API Rate Limiting: Strategies, Algorithms, and Free Tools
A complete guide to API rate limiting in 2025: Fixed Window, Sliding Window, Token Bucket, and Leaky Bucket algorithms explained, with implementation in Node.js, Python, and Go, Redis-based distributed limiting, and client-side backoff strategies.
API Rate Limiting: Strategies, Algorithms, and Free Tools
Rate limiting is one of those backend concerns that seems simple until you need to implement it correctly. The basic idea is straightforward: limit how many requests a client can make in a given time window. The implementation is where things get interesting — four major algorithms each make different tradeoffs between accuracy, memory usage, and burst tolerance.

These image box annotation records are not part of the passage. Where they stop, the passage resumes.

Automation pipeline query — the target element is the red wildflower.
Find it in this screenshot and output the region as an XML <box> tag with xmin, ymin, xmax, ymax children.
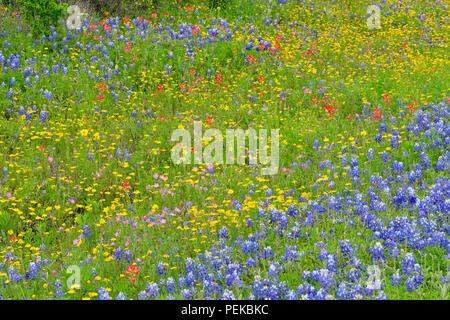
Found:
<box><xmin>122</xmin><ymin>180</ymin><xmax>131</xmax><ymax>190</ymax></box>
<box><xmin>372</xmin><ymin>108</ymin><xmax>381</xmax><ymax>119</ymax></box>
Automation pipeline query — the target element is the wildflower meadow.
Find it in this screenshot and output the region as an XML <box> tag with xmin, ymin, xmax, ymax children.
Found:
<box><xmin>0</xmin><ymin>0</ymin><xmax>450</xmax><ymax>300</ymax></box>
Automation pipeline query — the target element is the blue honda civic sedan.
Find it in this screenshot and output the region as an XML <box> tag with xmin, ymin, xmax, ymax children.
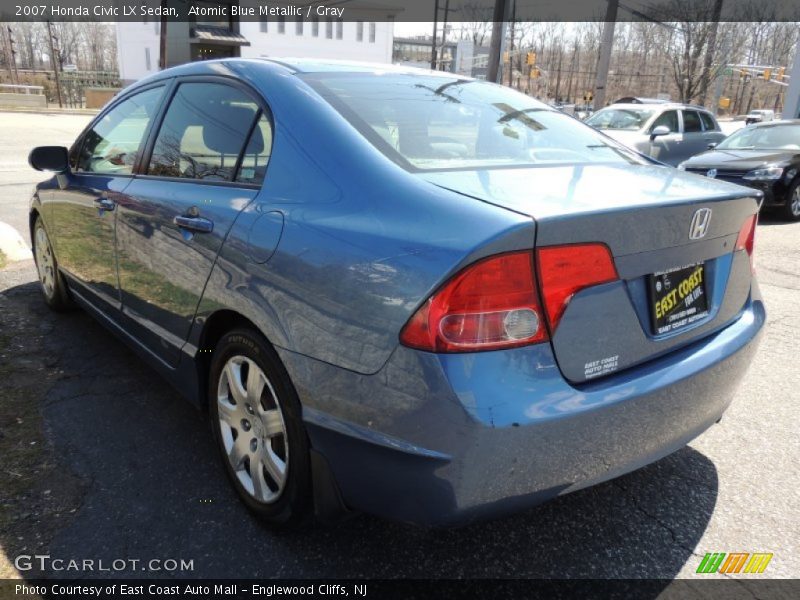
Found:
<box><xmin>30</xmin><ymin>59</ymin><xmax>765</xmax><ymax>526</ymax></box>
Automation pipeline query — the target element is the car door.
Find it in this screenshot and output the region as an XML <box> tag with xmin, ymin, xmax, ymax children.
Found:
<box><xmin>117</xmin><ymin>78</ymin><xmax>271</xmax><ymax>366</ymax></box>
<box><xmin>48</xmin><ymin>85</ymin><xmax>164</xmax><ymax>311</ymax></box>
<box><xmin>646</xmin><ymin>110</ymin><xmax>683</xmax><ymax>165</ymax></box>
<box><xmin>681</xmin><ymin>109</ymin><xmax>708</xmax><ymax>161</ymax></box>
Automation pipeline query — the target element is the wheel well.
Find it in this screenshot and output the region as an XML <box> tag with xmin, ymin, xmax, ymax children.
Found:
<box><xmin>28</xmin><ymin>208</ymin><xmax>39</xmax><ymax>244</ymax></box>
<box><xmin>197</xmin><ymin>310</ymin><xmax>262</xmax><ymax>408</ymax></box>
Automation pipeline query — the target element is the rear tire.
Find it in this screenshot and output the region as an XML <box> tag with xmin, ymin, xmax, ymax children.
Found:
<box><xmin>783</xmin><ymin>179</ymin><xmax>800</xmax><ymax>221</ymax></box>
<box><xmin>32</xmin><ymin>217</ymin><xmax>74</xmax><ymax>312</ymax></box>
<box><xmin>208</xmin><ymin>329</ymin><xmax>312</xmax><ymax>528</ymax></box>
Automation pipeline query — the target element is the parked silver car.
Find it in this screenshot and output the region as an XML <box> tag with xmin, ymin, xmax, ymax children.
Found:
<box><xmin>586</xmin><ymin>103</ymin><xmax>725</xmax><ymax>166</ymax></box>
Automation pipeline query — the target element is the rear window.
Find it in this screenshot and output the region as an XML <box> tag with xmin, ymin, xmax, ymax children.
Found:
<box><xmin>301</xmin><ymin>72</ymin><xmax>640</xmax><ymax>170</ymax></box>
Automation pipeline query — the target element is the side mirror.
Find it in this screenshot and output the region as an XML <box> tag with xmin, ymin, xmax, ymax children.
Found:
<box><xmin>650</xmin><ymin>125</ymin><xmax>671</xmax><ymax>142</ymax></box>
<box><xmin>28</xmin><ymin>146</ymin><xmax>69</xmax><ymax>173</ymax></box>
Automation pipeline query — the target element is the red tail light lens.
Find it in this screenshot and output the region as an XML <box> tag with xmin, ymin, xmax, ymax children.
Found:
<box><xmin>400</xmin><ymin>252</ymin><xmax>547</xmax><ymax>352</ymax></box>
<box><xmin>734</xmin><ymin>214</ymin><xmax>758</xmax><ymax>272</ymax></box>
<box><xmin>536</xmin><ymin>244</ymin><xmax>619</xmax><ymax>332</ymax></box>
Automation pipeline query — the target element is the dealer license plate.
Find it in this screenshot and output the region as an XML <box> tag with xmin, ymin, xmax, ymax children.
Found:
<box><xmin>650</xmin><ymin>263</ymin><xmax>708</xmax><ymax>335</ymax></box>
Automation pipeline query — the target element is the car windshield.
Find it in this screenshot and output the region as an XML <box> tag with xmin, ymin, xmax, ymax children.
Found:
<box><xmin>717</xmin><ymin>124</ymin><xmax>800</xmax><ymax>150</ymax></box>
<box><xmin>302</xmin><ymin>72</ymin><xmax>643</xmax><ymax>170</ymax></box>
<box><xmin>586</xmin><ymin>108</ymin><xmax>655</xmax><ymax>131</ymax></box>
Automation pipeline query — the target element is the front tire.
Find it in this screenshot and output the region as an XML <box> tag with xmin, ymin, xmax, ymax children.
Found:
<box><xmin>32</xmin><ymin>217</ymin><xmax>72</xmax><ymax>312</ymax></box>
<box><xmin>783</xmin><ymin>179</ymin><xmax>800</xmax><ymax>221</ymax></box>
<box><xmin>208</xmin><ymin>329</ymin><xmax>311</xmax><ymax>527</ymax></box>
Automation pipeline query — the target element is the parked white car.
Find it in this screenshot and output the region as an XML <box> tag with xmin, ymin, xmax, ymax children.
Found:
<box><xmin>744</xmin><ymin>108</ymin><xmax>775</xmax><ymax>125</ymax></box>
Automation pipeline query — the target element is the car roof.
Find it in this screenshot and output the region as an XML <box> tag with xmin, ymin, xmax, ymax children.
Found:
<box><xmin>748</xmin><ymin>118</ymin><xmax>800</xmax><ymax>129</ymax></box>
<box><xmin>606</xmin><ymin>102</ymin><xmax>709</xmax><ymax>112</ymax></box>
<box><xmin>262</xmin><ymin>57</ymin><xmax>472</xmax><ymax>80</ymax></box>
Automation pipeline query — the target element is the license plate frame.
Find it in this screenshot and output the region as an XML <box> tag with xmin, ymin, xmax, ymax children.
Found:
<box><xmin>648</xmin><ymin>262</ymin><xmax>709</xmax><ymax>335</ymax></box>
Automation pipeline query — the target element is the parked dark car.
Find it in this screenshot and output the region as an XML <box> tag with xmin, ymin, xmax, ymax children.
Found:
<box><xmin>30</xmin><ymin>59</ymin><xmax>765</xmax><ymax>525</ymax></box>
<box><xmin>678</xmin><ymin>119</ymin><xmax>800</xmax><ymax>221</ymax></box>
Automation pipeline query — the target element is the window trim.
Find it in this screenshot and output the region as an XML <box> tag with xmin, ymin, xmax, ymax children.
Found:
<box><xmin>134</xmin><ymin>75</ymin><xmax>275</xmax><ymax>190</ymax></box>
<box><xmin>680</xmin><ymin>108</ymin><xmax>705</xmax><ymax>134</ymax></box>
<box><xmin>68</xmin><ymin>83</ymin><xmax>173</xmax><ymax>178</ymax></box>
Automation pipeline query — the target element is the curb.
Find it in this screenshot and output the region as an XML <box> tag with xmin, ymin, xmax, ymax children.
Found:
<box><xmin>0</xmin><ymin>221</ymin><xmax>31</xmax><ymax>263</ymax></box>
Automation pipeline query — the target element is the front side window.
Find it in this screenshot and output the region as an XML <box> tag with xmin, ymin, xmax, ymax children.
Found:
<box><xmin>236</xmin><ymin>114</ymin><xmax>272</xmax><ymax>183</ymax></box>
<box><xmin>75</xmin><ymin>87</ymin><xmax>164</xmax><ymax>175</ymax></box>
<box><xmin>683</xmin><ymin>110</ymin><xmax>703</xmax><ymax>133</ymax></box>
<box><xmin>650</xmin><ymin>110</ymin><xmax>680</xmax><ymax>133</ymax></box>
<box><xmin>586</xmin><ymin>108</ymin><xmax>654</xmax><ymax>131</ymax></box>
<box><xmin>302</xmin><ymin>73</ymin><xmax>642</xmax><ymax>170</ymax></box>
<box><xmin>147</xmin><ymin>83</ymin><xmax>259</xmax><ymax>181</ymax></box>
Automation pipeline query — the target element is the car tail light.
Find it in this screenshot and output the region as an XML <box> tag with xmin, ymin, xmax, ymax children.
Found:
<box><xmin>536</xmin><ymin>243</ymin><xmax>619</xmax><ymax>333</ymax></box>
<box><xmin>400</xmin><ymin>252</ymin><xmax>548</xmax><ymax>352</ymax></box>
<box><xmin>734</xmin><ymin>214</ymin><xmax>758</xmax><ymax>273</ymax></box>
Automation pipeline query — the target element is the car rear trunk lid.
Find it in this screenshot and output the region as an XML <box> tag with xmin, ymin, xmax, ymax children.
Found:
<box><xmin>423</xmin><ymin>165</ymin><xmax>760</xmax><ymax>383</ymax></box>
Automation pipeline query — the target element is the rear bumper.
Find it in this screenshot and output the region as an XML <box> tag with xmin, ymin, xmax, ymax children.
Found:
<box><xmin>284</xmin><ymin>284</ymin><xmax>765</xmax><ymax>524</ymax></box>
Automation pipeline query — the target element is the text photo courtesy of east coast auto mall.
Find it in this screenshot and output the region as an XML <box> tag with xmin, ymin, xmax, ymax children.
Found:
<box><xmin>0</xmin><ymin>0</ymin><xmax>800</xmax><ymax>600</ymax></box>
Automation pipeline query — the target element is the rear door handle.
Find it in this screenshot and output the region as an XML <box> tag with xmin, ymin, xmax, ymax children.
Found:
<box><xmin>94</xmin><ymin>196</ymin><xmax>116</xmax><ymax>211</ymax></box>
<box><xmin>173</xmin><ymin>217</ymin><xmax>214</xmax><ymax>233</ymax></box>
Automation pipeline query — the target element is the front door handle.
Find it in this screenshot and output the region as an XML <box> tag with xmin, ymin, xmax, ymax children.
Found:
<box><xmin>173</xmin><ymin>217</ymin><xmax>214</xmax><ymax>233</ymax></box>
<box><xmin>94</xmin><ymin>196</ymin><xmax>116</xmax><ymax>214</ymax></box>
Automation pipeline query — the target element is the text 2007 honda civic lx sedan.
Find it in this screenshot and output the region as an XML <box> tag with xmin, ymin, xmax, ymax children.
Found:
<box><xmin>30</xmin><ymin>59</ymin><xmax>765</xmax><ymax>525</ymax></box>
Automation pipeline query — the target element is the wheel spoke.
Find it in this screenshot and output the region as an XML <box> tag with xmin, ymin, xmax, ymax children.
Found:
<box><xmin>261</xmin><ymin>446</ymin><xmax>286</xmax><ymax>488</ymax></box>
<box><xmin>225</xmin><ymin>361</ymin><xmax>247</xmax><ymax>404</ymax></box>
<box><xmin>247</xmin><ymin>362</ymin><xmax>266</xmax><ymax>408</ymax></box>
<box><xmin>217</xmin><ymin>397</ymin><xmax>239</xmax><ymax>427</ymax></box>
<box><xmin>261</xmin><ymin>408</ymin><xmax>284</xmax><ymax>438</ymax></box>
<box><xmin>250</xmin><ymin>456</ymin><xmax>273</xmax><ymax>502</ymax></box>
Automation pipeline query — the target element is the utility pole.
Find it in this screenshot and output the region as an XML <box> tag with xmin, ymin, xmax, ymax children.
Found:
<box><xmin>47</xmin><ymin>21</ymin><xmax>64</xmax><ymax>108</ymax></box>
<box><xmin>431</xmin><ymin>0</ymin><xmax>439</xmax><ymax>71</ymax></box>
<box><xmin>158</xmin><ymin>0</ymin><xmax>168</xmax><ymax>71</ymax></box>
<box><xmin>594</xmin><ymin>0</ymin><xmax>619</xmax><ymax>110</ymax></box>
<box><xmin>486</xmin><ymin>0</ymin><xmax>509</xmax><ymax>83</ymax></box>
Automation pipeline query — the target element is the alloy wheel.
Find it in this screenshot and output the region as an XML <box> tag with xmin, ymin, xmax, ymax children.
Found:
<box><xmin>217</xmin><ymin>355</ymin><xmax>289</xmax><ymax>504</ymax></box>
<box><xmin>36</xmin><ymin>225</ymin><xmax>56</xmax><ymax>298</ymax></box>
<box><xmin>789</xmin><ymin>185</ymin><xmax>800</xmax><ymax>217</ymax></box>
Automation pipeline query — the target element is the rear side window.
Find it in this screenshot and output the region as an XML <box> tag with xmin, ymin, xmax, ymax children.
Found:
<box><xmin>236</xmin><ymin>114</ymin><xmax>272</xmax><ymax>183</ymax></box>
<box><xmin>683</xmin><ymin>110</ymin><xmax>703</xmax><ymax>133</ymax></box>
<box><xmin>650</xmin><ymin>110</ymin><xmax>678</xmax><ymax>133</ymax></box>
<box><xmin>699</xmin><ymin>112</ymin><xmax>716</xmax><ymax>131</ymax></box>
<box><xmin>147</xmin><ymin>83</ymin><xmax>259</xmax><ymax>181</ymax></box>
<box><xmin>76</xmin><ymin>87</ymin><xmax>164</xmax><ymax>175</ymax></box>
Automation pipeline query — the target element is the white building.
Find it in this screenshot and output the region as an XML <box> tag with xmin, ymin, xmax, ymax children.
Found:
<box><xmin>116</xmin><ymin>0</ymin><xmax>394</xmax><ymax>84</ymax></box>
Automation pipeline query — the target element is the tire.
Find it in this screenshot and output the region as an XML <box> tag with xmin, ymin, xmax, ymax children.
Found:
<box><xmin>32</xmin><ymin>217</ymin><xmax>74</xmax><ymax>312</ymax></box>
<box><xmin>783</xmin><ymin>179</ymin><xmax>800</xmax><ymax>221</ymax></box>
<box><xmin>208</xmin><ymin>329</ymin><xmax>312</xmax><ymax>528</ymax></box>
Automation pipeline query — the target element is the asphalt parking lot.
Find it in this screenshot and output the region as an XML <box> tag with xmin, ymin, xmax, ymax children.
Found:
<box><xmin>0</xmin><ymin>113</ymin><xmax>800</xmax><ymax>578</ymax></box>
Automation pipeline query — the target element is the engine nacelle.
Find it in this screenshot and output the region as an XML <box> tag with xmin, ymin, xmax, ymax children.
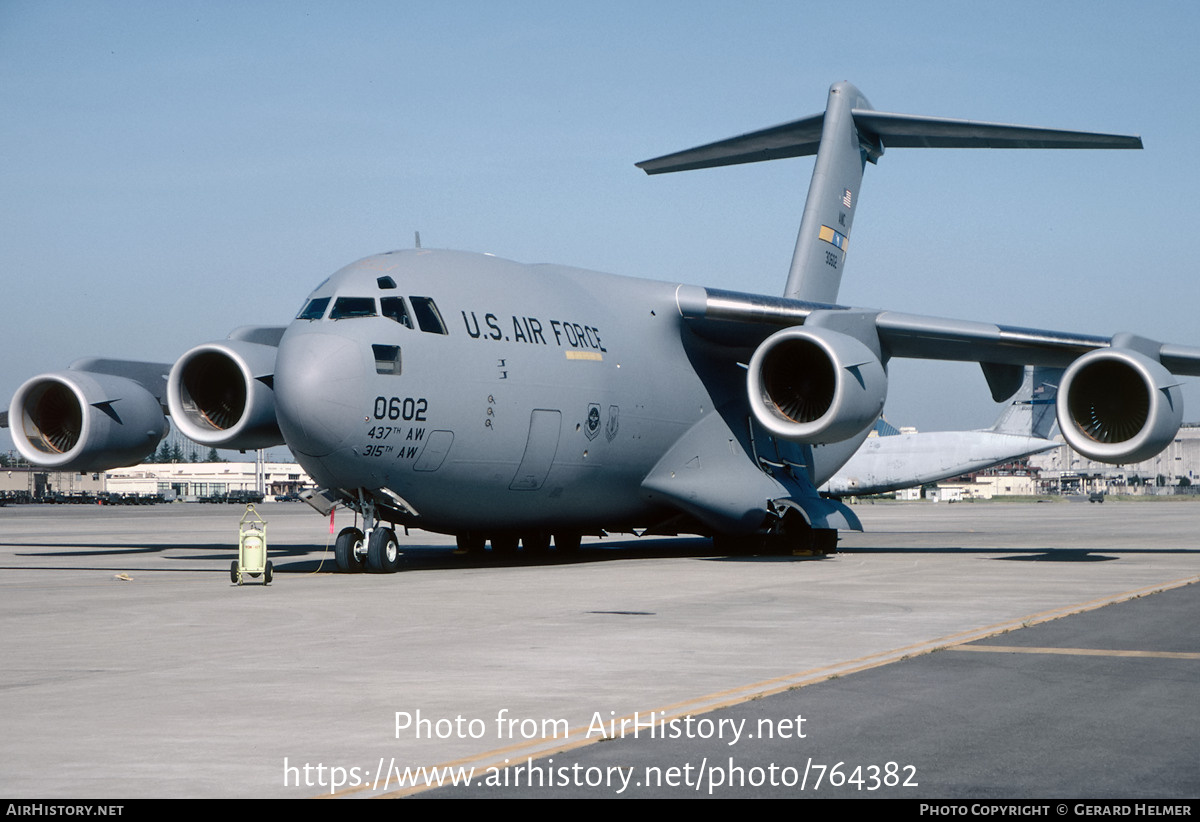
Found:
<box><xmin>746</xmin><ymin>328</ymin><xmax>888</xmax><ymax>445</ymax></box>
<box><xmin>8</xmin><ymin>371</ymin><xmax>168</xmax><ymax>472</ymax></box>
<box><xmin>1057</xmin><ymin>348</ymin><xmax>1183</xmax><ymax>463</ymax></box>
<box><xmin>167</xmin><ymin>340</ymin><xmax>283</xmax><ymax>451</ymax></box>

This guide covers why rate limiting matters, how each algorithm works, how to implement them in Node.js, Python, and Go, how to handle rate limits gracefully on the client side, and when to choose which approach.
What Rate Limiting Is and Why It’s Critical
Rate limiting controls the rate at which clients can call your API. Without it:
Your API is vulnerable to abuse. A single misconfigured client or malicious actor can send millions of requests, consuming all your server resources and degrading service for everyone else. This is the baseline denial-of-service scenario, and it requires no sophisticated attack — just a for loop.
You can’t guarantee fair resource distribution. If one customer can consume 90% of your compute capacity, other customers suffer. Rate limiting ensures that no single client monopolizes shared infrastructure.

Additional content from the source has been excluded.